Mektup, adli müfettişin milletvekili Ali Hasan Halil için gıyaben tutuklama emri çıkarmasından bir gün sonra geldi.
Siyasi gerilim
Yargıç Bitar’ın çağrısı, dini mercilerin dahil olduğu siyasi anlaşmazlığı derinleştirdi. Caferi Müftüsü Mümtaz Şeyh Ahmed Kablan, Yargıç Bitar’ın ülkeye bilinmeyen bir şekilde girdiğini, devleti tünele soktuğunu, hükümeti adeta barikat haline getirdiğini, Lübnan’ıve sokağı felakete sürüklediğini ifade etti. Müftü, Yargıç Bitar’ın derhal görevden alınması çağrısı yaparken, ‘ateşle oynamaya’ karşı da uyardı.

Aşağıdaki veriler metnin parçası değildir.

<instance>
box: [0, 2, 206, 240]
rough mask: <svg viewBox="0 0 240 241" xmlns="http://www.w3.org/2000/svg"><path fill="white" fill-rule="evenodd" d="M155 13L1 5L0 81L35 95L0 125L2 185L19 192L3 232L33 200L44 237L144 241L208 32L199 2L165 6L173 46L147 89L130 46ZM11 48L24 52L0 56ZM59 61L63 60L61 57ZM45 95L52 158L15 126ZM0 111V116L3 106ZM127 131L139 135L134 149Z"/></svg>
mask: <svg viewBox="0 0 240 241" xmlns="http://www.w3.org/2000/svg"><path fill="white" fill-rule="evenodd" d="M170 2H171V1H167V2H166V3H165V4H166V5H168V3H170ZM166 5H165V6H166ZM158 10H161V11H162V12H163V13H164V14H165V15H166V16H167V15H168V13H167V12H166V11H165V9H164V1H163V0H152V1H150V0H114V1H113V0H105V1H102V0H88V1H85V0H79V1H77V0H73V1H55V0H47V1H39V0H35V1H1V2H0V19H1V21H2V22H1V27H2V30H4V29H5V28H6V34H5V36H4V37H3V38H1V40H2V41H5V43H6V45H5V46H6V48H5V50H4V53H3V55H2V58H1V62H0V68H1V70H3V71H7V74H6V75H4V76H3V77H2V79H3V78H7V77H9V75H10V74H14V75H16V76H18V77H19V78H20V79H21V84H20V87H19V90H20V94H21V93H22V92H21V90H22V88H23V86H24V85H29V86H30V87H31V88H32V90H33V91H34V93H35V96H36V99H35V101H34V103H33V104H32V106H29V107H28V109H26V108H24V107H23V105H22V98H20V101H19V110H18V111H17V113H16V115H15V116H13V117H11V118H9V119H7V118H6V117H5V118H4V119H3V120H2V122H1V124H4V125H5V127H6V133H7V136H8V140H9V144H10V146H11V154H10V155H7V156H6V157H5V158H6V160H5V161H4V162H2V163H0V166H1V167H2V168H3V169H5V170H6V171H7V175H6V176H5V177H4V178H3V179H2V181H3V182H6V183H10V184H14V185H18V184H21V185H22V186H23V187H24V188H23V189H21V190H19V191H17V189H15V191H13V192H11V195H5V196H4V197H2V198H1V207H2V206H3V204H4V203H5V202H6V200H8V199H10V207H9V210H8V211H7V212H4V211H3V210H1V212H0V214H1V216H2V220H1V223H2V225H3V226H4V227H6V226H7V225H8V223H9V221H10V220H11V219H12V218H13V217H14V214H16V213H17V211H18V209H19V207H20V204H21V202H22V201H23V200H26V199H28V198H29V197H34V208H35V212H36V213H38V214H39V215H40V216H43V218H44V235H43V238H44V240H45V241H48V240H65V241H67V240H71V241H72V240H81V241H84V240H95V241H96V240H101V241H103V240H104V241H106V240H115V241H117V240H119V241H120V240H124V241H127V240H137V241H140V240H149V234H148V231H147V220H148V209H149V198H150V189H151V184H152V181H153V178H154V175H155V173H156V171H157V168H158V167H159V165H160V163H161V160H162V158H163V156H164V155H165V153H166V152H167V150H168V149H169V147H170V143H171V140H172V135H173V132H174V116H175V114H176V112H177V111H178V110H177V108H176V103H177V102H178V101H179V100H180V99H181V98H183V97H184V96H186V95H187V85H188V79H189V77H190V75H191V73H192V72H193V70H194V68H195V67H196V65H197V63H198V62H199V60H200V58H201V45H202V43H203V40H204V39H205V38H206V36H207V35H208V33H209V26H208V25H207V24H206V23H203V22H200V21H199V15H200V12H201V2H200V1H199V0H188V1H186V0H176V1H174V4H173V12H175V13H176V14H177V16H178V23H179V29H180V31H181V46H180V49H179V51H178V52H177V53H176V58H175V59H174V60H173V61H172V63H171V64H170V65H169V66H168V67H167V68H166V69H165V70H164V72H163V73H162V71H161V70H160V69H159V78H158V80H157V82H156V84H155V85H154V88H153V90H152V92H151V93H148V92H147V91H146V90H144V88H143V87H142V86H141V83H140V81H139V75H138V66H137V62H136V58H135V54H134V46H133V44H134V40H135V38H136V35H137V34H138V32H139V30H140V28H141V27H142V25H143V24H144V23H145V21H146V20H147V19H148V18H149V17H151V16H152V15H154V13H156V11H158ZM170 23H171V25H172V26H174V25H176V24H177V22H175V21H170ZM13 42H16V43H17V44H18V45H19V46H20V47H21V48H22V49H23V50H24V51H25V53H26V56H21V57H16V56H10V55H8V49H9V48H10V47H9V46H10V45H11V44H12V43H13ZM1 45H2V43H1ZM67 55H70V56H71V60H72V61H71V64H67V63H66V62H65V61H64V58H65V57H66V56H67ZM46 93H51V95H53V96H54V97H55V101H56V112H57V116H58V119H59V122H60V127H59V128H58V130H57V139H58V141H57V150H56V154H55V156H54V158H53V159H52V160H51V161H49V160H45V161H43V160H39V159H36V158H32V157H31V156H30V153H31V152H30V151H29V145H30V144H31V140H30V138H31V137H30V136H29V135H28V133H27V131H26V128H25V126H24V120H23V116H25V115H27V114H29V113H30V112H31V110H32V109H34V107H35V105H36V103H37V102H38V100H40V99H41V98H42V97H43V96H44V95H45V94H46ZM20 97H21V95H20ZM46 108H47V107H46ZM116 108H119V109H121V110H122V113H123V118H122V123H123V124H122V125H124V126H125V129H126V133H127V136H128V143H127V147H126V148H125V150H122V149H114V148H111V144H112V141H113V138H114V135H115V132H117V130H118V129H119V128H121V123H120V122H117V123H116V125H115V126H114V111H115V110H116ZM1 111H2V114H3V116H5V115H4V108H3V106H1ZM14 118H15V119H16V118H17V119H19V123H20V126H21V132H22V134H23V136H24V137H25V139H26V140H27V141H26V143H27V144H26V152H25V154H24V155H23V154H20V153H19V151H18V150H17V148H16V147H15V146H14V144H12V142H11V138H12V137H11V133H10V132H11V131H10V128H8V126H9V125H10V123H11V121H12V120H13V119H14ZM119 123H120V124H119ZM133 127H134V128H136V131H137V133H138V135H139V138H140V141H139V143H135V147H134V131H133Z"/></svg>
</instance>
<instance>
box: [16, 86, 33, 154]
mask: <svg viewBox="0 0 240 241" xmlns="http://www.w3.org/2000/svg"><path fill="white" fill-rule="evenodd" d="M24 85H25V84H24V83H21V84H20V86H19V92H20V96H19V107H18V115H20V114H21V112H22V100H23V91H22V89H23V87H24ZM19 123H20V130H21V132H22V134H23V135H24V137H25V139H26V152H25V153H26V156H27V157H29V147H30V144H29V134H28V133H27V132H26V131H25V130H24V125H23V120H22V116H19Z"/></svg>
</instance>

Hizbullah milletvekili Hasan Fadallah, ABD’yi Yargıç Bitar’ı desteklemekle suçladığı açıklamasında şu ifadeleri kullandı:
“ABD Dışişleri Bakanlığı, siyasileşmeyi kabul etmeyenlere karşı yaptığı açıklamalarla ve adli soruşturmacının benimsediği politikaları destekleyerek liman patlaması felaketinin soruşturmasına bir kez daha müdahale ediyor. Bu, soruşturmaları yasal yollarına döndürmelerini ve siyasallaşma çemberinden çıkarmalarını engellemek amacıyla Lübnanlı yetkililerin gözünü korkutmaya yönelik açık bir girişimdir.”
Diğer yandan Beyrut Limanı’ndaki patlamanın kurbanlarının aileleri tarafından yapılan açıklamada şu ifadeler kullanıldı:
“Biz kanın bekçileriyiz. Davamız çağın suçudur. Partizan ve mezhepsel kavgalardan kaçınılmalıdır. Beyrut Limanı’ndaki patlama suçu, tüm grupları ve kesimleri etkilemiş, taraflar arasında, Lübnanlılar veya yabancılar ayrım gözetmemiştir.”